National health expenditures are expected to hit $3.35 trillion this year, most of it spent on care for one person at a time: doctors’ visits, hospital stays, prescription drugs. But to really improve the health of Americans, two new studies suggest, we also need to aim for a culture of health in communities as a whole.
In one of two studies out last week in the journal Health Affairs, researchers found that deaths from preventable diseases, such as cardiovascular disease and diabetes, declined significantly over time in communities with tight-knit health networks, such as hospitals and community centers working together to promote exercise or track a flu outbreak. In the second, a team found that cohesive neighborhoods foster good mental health during adolescence, with life-long benefits for children who grow up there.
“Building a culture of health is about how we can get our communities to place greater value on health and well-being,” says Glen Mays at the University of Kentucky, author of the first paper on preventable deaths. “Communities and members of the public absolutely have a clear role in shaping the environment for health.”
Mays and colleagues analyzed survey data from local health officials in 360 communities around the country, collected by the National Longitudinal Survey of Public Health Systems in 1998, 2006, 2012, and 2014. Each official was interviewed about the roles and interactions of various health organizations in his or her community, including government public health agencies, hospitals, community health centers, nonprofit organizations, and more.

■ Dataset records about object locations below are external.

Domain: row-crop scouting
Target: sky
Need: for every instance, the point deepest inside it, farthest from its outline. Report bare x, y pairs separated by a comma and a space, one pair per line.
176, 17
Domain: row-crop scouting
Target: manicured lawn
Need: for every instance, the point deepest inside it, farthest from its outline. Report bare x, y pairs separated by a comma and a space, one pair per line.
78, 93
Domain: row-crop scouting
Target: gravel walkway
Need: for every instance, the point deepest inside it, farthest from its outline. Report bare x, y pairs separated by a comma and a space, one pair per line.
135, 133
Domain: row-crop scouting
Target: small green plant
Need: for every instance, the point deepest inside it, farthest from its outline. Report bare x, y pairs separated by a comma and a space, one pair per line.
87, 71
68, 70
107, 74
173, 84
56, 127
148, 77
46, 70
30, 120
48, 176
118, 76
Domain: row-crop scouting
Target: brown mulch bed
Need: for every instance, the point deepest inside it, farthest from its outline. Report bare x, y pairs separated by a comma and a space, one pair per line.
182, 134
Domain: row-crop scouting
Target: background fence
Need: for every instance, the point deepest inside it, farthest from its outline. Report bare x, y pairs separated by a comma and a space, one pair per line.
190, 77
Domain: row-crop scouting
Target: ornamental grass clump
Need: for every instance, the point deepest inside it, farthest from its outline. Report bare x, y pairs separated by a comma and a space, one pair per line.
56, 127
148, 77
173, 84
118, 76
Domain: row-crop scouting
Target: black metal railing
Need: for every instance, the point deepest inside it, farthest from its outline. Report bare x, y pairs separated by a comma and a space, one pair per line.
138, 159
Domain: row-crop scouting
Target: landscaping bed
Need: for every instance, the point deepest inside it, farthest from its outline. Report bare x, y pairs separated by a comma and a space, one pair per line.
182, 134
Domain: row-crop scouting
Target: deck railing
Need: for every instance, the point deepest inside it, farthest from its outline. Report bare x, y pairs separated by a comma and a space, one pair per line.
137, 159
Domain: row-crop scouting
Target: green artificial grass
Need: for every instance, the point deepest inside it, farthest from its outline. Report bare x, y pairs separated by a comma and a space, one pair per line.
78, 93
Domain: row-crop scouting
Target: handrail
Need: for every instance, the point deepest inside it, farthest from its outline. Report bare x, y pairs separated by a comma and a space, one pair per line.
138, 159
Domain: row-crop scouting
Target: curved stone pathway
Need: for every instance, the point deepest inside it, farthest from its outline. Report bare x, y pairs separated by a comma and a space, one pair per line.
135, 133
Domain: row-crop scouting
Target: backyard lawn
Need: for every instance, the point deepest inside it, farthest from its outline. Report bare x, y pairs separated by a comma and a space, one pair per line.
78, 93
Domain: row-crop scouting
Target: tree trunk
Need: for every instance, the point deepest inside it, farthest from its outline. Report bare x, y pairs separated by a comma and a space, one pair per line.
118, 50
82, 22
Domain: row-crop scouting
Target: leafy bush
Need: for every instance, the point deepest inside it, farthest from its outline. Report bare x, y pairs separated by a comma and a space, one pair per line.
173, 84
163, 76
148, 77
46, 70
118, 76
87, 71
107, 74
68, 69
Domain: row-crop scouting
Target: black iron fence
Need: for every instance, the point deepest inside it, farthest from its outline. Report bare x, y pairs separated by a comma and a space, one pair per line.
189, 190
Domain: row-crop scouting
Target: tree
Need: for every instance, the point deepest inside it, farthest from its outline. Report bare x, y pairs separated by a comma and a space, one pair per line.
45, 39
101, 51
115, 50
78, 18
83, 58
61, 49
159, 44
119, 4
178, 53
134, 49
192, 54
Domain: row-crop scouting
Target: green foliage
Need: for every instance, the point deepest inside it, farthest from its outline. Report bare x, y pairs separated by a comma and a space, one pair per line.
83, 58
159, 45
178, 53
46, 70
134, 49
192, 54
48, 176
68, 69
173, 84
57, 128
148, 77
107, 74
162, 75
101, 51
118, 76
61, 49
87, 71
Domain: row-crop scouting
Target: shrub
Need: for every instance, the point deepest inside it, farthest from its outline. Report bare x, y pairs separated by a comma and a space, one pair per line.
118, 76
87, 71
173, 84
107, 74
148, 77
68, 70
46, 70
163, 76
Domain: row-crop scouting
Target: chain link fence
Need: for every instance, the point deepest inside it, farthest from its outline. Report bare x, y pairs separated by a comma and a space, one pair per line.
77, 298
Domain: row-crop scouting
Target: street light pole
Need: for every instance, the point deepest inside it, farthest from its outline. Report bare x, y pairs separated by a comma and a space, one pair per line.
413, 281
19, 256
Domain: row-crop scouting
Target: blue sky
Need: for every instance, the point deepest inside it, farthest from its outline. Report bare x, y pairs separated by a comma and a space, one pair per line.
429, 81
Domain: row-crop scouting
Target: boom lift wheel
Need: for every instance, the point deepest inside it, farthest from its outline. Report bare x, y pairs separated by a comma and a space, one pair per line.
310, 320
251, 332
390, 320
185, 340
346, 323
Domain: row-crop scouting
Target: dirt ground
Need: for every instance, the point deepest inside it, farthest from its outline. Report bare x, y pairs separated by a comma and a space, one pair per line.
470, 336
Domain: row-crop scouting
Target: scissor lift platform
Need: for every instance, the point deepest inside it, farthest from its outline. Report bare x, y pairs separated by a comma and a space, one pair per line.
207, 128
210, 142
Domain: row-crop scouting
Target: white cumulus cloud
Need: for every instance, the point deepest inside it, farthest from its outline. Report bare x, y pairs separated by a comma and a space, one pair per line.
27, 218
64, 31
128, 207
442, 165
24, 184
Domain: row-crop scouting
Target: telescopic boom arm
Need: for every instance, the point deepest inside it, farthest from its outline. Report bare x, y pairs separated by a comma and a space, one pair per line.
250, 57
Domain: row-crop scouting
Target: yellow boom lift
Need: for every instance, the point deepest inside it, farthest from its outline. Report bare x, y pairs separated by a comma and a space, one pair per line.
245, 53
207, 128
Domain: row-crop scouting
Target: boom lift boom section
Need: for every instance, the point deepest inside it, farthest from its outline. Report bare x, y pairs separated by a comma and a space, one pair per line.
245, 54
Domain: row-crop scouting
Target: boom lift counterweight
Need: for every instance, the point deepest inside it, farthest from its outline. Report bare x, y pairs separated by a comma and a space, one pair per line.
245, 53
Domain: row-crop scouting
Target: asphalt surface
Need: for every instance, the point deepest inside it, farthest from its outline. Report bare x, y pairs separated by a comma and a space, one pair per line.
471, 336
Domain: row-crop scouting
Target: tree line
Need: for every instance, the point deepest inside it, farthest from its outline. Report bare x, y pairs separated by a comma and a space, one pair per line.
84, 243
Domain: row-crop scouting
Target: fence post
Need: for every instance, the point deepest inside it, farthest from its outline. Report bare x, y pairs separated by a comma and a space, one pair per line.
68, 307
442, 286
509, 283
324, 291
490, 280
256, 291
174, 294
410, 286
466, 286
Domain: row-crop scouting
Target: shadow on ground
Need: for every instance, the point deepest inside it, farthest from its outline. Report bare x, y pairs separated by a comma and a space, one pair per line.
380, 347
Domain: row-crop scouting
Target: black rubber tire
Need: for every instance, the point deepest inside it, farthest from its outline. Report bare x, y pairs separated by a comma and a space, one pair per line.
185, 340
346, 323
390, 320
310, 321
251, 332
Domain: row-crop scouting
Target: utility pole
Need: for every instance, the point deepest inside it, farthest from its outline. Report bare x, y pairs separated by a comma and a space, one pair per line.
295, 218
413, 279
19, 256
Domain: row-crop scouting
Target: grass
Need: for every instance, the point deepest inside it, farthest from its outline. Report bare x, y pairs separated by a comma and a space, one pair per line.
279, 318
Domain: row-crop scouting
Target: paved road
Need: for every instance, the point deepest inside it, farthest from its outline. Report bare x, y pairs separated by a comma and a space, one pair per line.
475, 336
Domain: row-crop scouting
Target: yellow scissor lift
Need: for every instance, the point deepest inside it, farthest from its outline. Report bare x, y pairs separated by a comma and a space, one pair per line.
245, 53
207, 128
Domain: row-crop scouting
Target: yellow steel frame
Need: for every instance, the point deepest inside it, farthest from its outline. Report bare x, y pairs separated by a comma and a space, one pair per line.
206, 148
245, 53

The researchers compared those community profiles to causes of death in each area. They found that in locations where many health organizations work together closely and actively to assess and engage a community’s health needs, there was a significant decline in deaths due to cardiovascular disease, diabetes, and influenza — all preventable illnesses. And while more affluent areas were more likely to have large health networks, the effect applies across all communities, says Mays. “There are a large number of communities that have attained these networks, even in low-resource areas.”

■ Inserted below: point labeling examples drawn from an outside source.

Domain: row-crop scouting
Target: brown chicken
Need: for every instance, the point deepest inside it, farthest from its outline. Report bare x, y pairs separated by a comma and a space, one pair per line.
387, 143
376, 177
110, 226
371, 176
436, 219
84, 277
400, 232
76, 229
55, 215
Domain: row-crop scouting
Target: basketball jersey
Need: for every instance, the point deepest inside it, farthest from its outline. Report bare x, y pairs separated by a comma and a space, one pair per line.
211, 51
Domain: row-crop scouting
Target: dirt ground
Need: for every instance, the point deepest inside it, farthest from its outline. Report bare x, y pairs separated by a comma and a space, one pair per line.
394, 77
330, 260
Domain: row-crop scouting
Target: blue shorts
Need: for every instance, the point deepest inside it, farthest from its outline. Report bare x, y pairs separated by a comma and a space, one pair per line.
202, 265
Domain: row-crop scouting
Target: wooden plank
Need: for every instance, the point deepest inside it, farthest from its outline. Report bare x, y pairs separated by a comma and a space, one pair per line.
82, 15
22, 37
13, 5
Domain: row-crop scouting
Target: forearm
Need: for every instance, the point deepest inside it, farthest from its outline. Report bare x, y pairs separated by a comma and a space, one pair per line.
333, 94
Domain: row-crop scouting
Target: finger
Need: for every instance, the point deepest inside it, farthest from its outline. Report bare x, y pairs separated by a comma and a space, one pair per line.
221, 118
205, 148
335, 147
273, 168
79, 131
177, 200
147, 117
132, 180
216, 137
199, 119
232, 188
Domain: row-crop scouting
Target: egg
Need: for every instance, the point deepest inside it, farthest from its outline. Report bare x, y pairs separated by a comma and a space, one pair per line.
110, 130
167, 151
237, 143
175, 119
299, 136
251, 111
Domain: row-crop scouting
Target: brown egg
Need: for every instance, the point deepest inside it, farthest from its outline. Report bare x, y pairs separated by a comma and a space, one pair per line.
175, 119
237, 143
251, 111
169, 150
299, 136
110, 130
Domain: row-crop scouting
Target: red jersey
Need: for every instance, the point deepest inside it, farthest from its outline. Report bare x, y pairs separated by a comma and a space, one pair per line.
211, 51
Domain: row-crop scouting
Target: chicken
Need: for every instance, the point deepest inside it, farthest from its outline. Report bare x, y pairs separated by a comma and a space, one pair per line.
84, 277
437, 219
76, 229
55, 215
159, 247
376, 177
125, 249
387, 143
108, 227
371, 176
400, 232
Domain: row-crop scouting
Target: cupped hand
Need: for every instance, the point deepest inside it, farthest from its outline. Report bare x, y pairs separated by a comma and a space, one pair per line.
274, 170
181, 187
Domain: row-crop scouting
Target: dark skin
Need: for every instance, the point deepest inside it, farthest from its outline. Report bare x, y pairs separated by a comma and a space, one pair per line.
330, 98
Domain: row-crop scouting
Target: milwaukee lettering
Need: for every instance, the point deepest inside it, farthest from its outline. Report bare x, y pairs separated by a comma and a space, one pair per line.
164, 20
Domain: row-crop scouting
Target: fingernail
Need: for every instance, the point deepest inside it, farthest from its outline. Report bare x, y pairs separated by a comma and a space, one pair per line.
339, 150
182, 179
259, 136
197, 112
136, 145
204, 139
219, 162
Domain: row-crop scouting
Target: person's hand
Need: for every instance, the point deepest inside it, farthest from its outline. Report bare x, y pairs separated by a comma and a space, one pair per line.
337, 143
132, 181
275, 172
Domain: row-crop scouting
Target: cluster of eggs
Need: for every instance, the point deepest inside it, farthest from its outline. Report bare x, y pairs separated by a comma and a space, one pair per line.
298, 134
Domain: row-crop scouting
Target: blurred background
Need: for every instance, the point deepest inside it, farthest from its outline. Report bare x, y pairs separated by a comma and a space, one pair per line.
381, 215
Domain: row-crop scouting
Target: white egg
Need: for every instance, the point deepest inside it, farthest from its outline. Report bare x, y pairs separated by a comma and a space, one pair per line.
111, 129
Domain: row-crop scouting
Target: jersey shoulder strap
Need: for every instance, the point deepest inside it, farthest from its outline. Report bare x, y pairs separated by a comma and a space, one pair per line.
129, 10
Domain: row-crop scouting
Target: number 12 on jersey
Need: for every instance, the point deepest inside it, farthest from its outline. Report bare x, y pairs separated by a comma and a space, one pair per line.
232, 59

Still, the team concluded that less than half of the US population resides in communities with strong, interlinked health networks, so there is much work to be done.
In the second paper out last week, Louis Donnelly of Princeton University and coauthors used data from a long-term health study on 2,264 children born in US cities between 1998 and 2000. Based on interviews with parents and children, from birth to age 15, the team found that teenagers who grew up in neighborhoods with strong social bonds and neighbors that take action — say, by intervening when children fight in the street — experienced fewer depressive and anxiety symptoms than those from neighborhoods with less social cohesion. Again, the association was independent of neighborhood income. The results align with previous single-city studies in Chicago and Baltimore.
That reduction in depression and anxiety in youth is important because mental health problems during adolescence are a strong predictor for a person’s well-being as an adult, including their risk of drug addiction, unemployment, suicide attempts, and early parenthood. Health care professionals should be aware of such neighborhood dynamics when determining if a child is at risk for depression or anxiety, says Donnelly.
By focusing on a community as a whole, we can identify new ways to improve health for all the citizens, such as by supporting local health organizations, says Mays. “These are activities we know how to implement, and they are not very high-cost activities. It’s a matter of generating the will and the leadership.”